The tetracyclic enone isotope labeling pattern observed is consistent with the biosynthesis of the tetracycle via the non-mevalonate terpenoid pathway. This pathway involves condensation of a thiamine-activated acetyl group arising from the decarboxylation of pyruvate and glyceraldehyde-3-phosphate followed by a transposition step.
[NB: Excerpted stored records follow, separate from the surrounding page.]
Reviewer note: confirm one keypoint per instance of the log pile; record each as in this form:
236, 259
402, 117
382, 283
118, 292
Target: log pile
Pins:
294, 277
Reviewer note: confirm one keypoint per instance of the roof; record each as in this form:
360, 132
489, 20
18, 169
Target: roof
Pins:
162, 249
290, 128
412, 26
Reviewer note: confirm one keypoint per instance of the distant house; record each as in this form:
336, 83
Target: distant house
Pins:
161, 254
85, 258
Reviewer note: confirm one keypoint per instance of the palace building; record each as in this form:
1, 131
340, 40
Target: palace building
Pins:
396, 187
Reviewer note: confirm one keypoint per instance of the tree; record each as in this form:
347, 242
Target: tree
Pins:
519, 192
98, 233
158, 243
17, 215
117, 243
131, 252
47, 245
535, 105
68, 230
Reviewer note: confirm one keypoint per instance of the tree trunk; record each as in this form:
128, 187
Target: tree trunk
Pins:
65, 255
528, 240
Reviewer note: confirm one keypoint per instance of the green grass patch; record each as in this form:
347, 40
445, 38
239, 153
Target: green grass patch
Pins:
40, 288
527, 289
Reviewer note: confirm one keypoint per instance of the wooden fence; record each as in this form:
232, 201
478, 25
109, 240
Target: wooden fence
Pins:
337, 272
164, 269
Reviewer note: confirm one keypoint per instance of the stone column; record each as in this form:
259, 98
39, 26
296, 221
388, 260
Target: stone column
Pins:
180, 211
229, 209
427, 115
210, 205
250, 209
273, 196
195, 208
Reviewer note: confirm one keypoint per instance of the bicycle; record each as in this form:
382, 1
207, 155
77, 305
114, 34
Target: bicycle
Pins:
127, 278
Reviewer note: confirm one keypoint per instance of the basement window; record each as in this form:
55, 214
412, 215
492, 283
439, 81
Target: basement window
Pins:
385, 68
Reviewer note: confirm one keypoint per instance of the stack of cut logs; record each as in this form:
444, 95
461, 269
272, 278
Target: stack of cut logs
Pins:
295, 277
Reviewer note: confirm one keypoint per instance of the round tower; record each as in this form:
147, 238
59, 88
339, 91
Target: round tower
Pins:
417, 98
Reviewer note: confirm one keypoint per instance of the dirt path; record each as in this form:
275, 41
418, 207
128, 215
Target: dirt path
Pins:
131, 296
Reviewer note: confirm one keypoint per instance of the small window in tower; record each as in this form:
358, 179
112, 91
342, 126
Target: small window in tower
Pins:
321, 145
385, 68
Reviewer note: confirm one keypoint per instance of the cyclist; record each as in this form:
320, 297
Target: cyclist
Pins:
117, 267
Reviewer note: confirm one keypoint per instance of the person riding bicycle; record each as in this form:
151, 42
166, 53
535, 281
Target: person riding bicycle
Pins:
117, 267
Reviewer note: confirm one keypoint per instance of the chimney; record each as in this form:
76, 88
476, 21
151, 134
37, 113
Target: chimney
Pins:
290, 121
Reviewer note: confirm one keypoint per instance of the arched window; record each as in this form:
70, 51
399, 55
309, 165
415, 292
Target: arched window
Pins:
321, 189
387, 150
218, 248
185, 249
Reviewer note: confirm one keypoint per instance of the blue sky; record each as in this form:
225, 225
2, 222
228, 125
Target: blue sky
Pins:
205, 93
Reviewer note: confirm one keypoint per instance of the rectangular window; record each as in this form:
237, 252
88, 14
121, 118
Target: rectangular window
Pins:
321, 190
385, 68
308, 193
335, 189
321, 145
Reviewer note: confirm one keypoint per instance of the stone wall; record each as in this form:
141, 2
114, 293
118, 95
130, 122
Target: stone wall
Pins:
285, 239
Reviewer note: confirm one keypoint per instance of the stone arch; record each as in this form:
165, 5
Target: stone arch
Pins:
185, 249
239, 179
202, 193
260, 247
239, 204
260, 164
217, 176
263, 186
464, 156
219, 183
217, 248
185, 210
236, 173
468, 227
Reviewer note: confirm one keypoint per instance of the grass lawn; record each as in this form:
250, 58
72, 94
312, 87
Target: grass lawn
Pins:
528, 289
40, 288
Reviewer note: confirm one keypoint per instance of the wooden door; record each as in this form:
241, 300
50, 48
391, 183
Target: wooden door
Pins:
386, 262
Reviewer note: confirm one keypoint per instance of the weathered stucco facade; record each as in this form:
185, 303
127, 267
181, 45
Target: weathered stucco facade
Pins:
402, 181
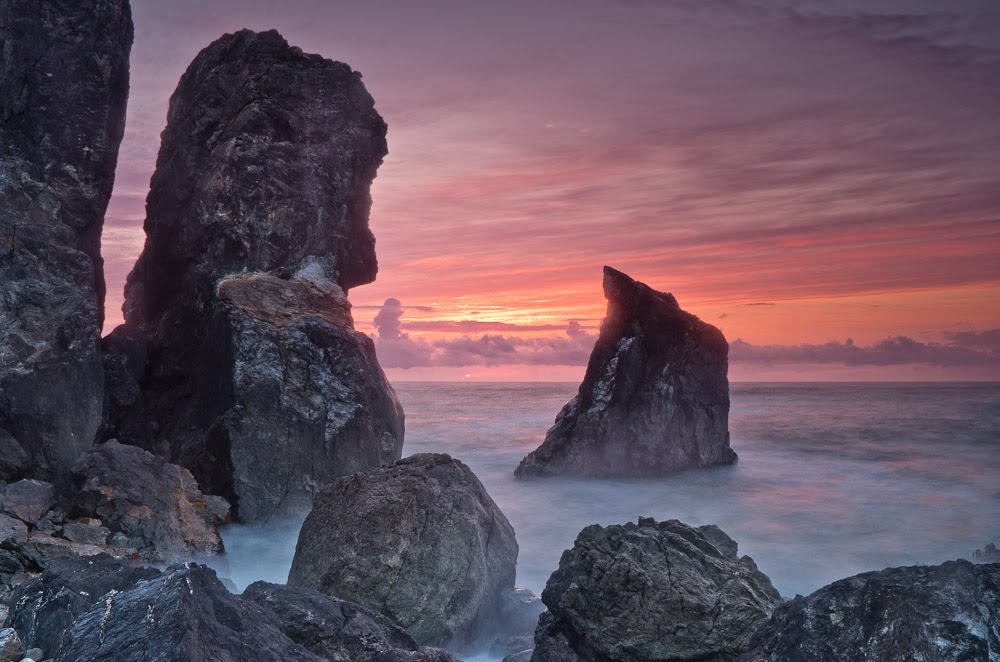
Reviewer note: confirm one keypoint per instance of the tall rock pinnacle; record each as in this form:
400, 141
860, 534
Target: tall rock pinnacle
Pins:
257, 223
655, 398
63, 91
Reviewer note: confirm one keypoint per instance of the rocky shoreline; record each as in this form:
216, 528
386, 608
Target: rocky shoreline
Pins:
239, 390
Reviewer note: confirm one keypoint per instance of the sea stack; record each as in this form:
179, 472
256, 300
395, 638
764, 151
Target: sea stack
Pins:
655, 398
63, 91
257, 224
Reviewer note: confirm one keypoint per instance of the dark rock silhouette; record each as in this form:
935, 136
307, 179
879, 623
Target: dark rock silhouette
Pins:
257, 223
652, 591
102, 608
44, 608
62, 113
156, 505
420, 541
941, 613
655, 398
337, 629
184, 614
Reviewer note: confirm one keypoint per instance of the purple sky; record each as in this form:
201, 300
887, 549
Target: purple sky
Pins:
840, 160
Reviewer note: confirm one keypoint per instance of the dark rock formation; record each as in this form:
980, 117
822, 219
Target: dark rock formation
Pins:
103, 609
939, 613
420, 541
43, 609
652, 591
257, 223
518, 612
339, 630
655, 398
63, 89
27, 499
156, 505
184, 614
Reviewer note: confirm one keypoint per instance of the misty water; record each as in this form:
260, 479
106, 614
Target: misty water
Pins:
832, 480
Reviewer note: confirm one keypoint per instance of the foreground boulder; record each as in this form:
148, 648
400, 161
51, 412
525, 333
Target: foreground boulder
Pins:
155, 505
655, 398
337, 629
419, 541
185, 614
652, 591
104, 609
257, 224
62, 114
43, 609
941, 613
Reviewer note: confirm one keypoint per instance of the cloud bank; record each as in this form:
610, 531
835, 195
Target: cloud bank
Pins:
397, 349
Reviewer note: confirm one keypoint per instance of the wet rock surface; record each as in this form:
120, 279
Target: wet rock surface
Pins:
183, 614
43, 609
63, 91
938, 613
655, 397
420, 541
257, 223
156, 505
337, 629
652, 591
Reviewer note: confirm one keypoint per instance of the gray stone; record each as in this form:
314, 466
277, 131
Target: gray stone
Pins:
257, 224
12, 529
519, 611
46, 606
86, 534
655, 397
62, 114
184, 614
419, 541
14, 461
27, 499
942, 613
11, 648
652, 591
155, 504
337, 629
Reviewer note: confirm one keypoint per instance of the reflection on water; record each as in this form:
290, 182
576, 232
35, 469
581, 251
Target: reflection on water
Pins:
833, 479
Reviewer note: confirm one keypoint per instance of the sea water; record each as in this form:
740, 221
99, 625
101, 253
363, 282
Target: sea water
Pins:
832, 479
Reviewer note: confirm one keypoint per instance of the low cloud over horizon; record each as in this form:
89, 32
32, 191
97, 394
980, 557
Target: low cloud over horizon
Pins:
398, 349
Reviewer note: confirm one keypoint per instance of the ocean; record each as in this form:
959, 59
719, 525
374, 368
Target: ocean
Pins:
833, 479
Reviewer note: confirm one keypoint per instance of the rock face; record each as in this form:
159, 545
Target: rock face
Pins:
44, 608
157, 506
63, 90
420, 541
184, 614
337, 629
103, 609
939, 613
257, 224
655, 398
652, 591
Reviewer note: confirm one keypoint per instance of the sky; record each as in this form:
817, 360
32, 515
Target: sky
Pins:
819, 180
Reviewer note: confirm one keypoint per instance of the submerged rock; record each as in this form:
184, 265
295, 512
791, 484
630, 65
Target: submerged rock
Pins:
337, 629
652, 591
257, 223
655, 398
941, 613
156, 505
62, 113
419, 541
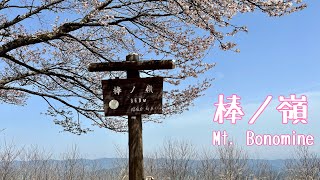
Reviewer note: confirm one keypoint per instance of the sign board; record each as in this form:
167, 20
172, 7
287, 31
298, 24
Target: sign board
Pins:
133, 96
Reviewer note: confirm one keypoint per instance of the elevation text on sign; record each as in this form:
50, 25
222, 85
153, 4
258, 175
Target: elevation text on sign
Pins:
132, 96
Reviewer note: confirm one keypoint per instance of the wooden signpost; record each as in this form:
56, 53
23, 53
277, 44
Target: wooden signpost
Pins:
133, 96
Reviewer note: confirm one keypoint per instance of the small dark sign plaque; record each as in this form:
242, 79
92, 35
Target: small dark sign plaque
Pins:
133, 96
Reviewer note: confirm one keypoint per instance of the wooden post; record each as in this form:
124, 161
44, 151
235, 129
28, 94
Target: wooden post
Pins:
132, 65
135, 134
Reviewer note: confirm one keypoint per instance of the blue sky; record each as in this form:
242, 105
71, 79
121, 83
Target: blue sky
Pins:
279, 56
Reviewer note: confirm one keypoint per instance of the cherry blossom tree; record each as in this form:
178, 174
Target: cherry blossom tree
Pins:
46, 46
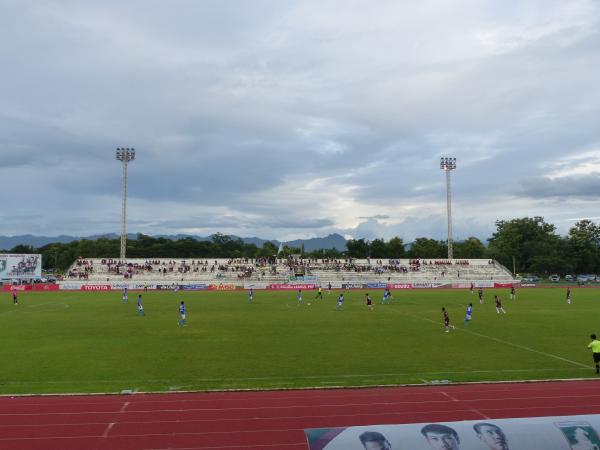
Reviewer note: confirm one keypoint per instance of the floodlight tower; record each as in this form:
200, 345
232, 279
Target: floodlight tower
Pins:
447, 165
125, 155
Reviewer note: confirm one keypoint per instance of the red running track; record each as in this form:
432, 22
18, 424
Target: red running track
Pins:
265, 420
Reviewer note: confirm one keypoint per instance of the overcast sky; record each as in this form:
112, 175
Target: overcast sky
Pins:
294, 119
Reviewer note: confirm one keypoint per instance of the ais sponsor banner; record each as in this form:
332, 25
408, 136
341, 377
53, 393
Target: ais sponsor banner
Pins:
304, 278
547, 433
256, 285
96, 287
222, 287
290, 287
20, 287
354, 286
69, 286
14, 266
194, 287
399, 286
45, 287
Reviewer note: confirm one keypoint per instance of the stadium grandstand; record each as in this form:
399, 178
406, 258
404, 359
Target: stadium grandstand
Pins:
245, 271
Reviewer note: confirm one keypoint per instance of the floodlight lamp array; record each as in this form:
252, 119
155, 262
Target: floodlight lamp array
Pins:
447, 163
125, 154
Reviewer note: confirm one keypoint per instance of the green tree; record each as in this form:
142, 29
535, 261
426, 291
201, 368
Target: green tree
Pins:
471, 248
396, 248
357, 248
524, 239
378, 249
428, 248
583, 246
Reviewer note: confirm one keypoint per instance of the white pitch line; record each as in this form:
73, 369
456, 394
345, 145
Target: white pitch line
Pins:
481, 414
454, 399
108, 428
311, 406
312, 416
308, 377
501, 341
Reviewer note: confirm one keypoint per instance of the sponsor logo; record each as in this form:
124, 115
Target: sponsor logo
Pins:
96, 287
353, 286
286, 287
69, 287
222, 287
194, 287
376, 285
20, 287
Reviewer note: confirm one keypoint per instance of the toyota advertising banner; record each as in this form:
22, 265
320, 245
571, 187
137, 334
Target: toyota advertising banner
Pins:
547, 433
18, 266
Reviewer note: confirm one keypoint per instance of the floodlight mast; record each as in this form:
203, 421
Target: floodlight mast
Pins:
447, 165
125, 155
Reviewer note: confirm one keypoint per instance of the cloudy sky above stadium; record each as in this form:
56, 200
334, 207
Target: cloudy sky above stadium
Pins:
295, 119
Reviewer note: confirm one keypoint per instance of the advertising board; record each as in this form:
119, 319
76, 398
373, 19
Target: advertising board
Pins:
222, 287
548, 433
14, 266
399, 286
290, 287
194, 287
354, 285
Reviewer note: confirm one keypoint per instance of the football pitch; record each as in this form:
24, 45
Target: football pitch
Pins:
67, 342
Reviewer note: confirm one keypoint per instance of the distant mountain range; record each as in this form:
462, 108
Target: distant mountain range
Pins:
331, 241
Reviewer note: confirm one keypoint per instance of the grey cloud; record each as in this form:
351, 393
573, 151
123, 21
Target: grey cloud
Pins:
239, 105
586, 186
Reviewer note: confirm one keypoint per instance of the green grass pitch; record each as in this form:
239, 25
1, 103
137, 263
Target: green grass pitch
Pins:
92, 342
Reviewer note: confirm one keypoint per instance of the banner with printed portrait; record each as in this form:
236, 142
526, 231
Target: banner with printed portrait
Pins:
547, 433
17, 266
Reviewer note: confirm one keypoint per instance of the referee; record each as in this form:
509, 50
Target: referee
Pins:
595, 346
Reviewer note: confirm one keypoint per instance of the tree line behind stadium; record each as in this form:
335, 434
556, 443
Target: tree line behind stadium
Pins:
531, 242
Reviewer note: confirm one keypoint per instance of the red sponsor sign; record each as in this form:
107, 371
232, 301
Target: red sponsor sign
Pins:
290, 287
46, 287
96, 287
400, 286
18, 287
222, 287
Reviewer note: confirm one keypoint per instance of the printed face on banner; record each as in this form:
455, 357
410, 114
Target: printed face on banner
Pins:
441, 437
580, 435
492, 436
373, 440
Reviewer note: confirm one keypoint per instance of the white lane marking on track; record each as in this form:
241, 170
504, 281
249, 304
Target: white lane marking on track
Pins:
269, 418
501, 341
108, 428
314, 405
229, 446
308, 377
476, 411
454, 399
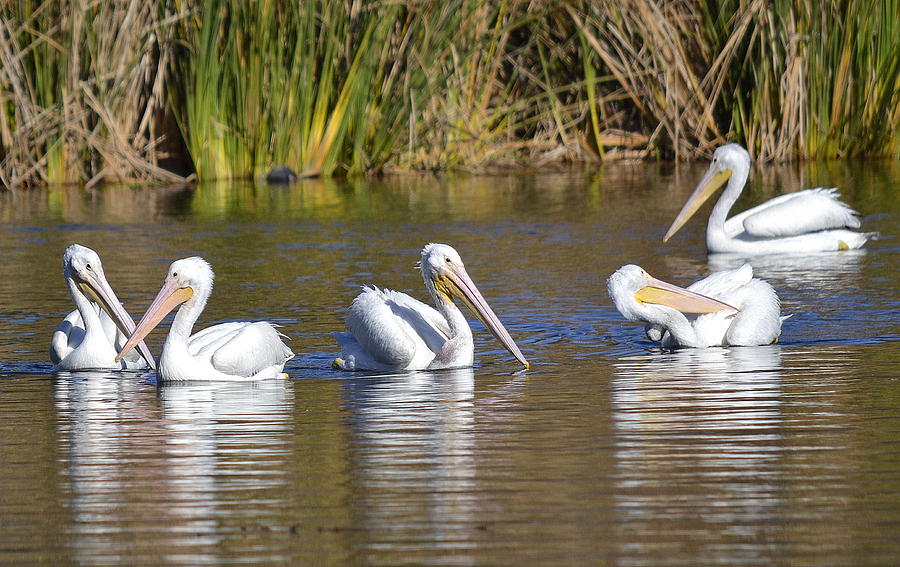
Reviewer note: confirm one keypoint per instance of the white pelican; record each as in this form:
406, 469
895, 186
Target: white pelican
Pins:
229, 351
389, 330
733, 308
813, 220
90, 336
Since both pyruvate and glyceraldehyde-3-phosphate (also glycerol) are part of the glycolytic pathway, varying levels of incorporation are expected. Thus, the terpenoid building blocks, dimethylallyl diphosphate and isopentenyl diphosphate, synthesized by the non-mevalonate pathway utilizing pyruvate and glyceraldehyde-3-phosphate, condense to form the diterpenoid precursor geranylgeranyl diphosphate that cyclizes to an intermediate which is related to (or derived from) ent-kaurene. Oxidative cleavage of the double bond of this intermediate would result in the loss of the terminal three carbons producing the C-17 tetracyclic enone acid unit. An N-acyltransferase reaction of tetracyclic enone and aminobenzoic acid would lead to platensimycin.

==Mechanism of action==

Platensimycin has shown good activity against a panel of Gram-positive bacteria, including various resistant strains.

Platensimycin works by inhibiting beta-ketoacyl syntheses I/II (FabF/B), which are involved in the production of fatty acids required for bacterial cell membranes. It interferes with enzymes involved in the condensation steps in fatty acid biosynthesis, which Gram-positive bacteria need to biosynthesise cell membranes. Other enzymes in this pathway have similarly been proven as antibiotic targets, such as FabI, the enoyl-ACP (acyl carrier protein) reductase, which is inhibited by isoniazid and related compounds and the antiseptic agent triclosan.

One proposed mechanism of action is that, firstly, the thiol group of FabF Cys163 is activated through the dipole moment of helix N-alpha-3 which lowers the pKa. The nucleophilicity of the cysteine is enhanced by an oxyanion hole formed with the backbone amides of Cys163 and Phe400.

The crystal structure complex with platensimycin employed a C163Q mutant, which gave a 50-fold increase in apparent binding. The Gln163 residue lies adjacent to the carboxylate of platensimycin but makes no specific hydrogen bond. The close proximity of the carboxylate of platensimycin (presumed to be an anion) to the anionic thiol of Cys163 in the wild type enzyme may suggest the reason behind the increase in binding of the C163Q mutant. The second set of residues worth considering comprises His303 and His340, which play a role in the decarboxylation mechanism of the malonyl moiety. In particular, His303 activates a structured water to attack the carboxylate of the incoming malonyl-ACP. The crystal structure of FabF also demonstrates that His340 forms a hydrogen bond between the amide nitrogen of Leu342 and the N-delta- atom of the imidazole ring meaning that the lone pair must reside on this atom. In the platensimycin crystal structure the structured water adjacent to His303 is no longer present which may suggest an alternative electronic state for this residue. A strong possibility exists that His303 would present itself as a cation capable of forming an ionic interaction with the benzoic acid group of platensimycin.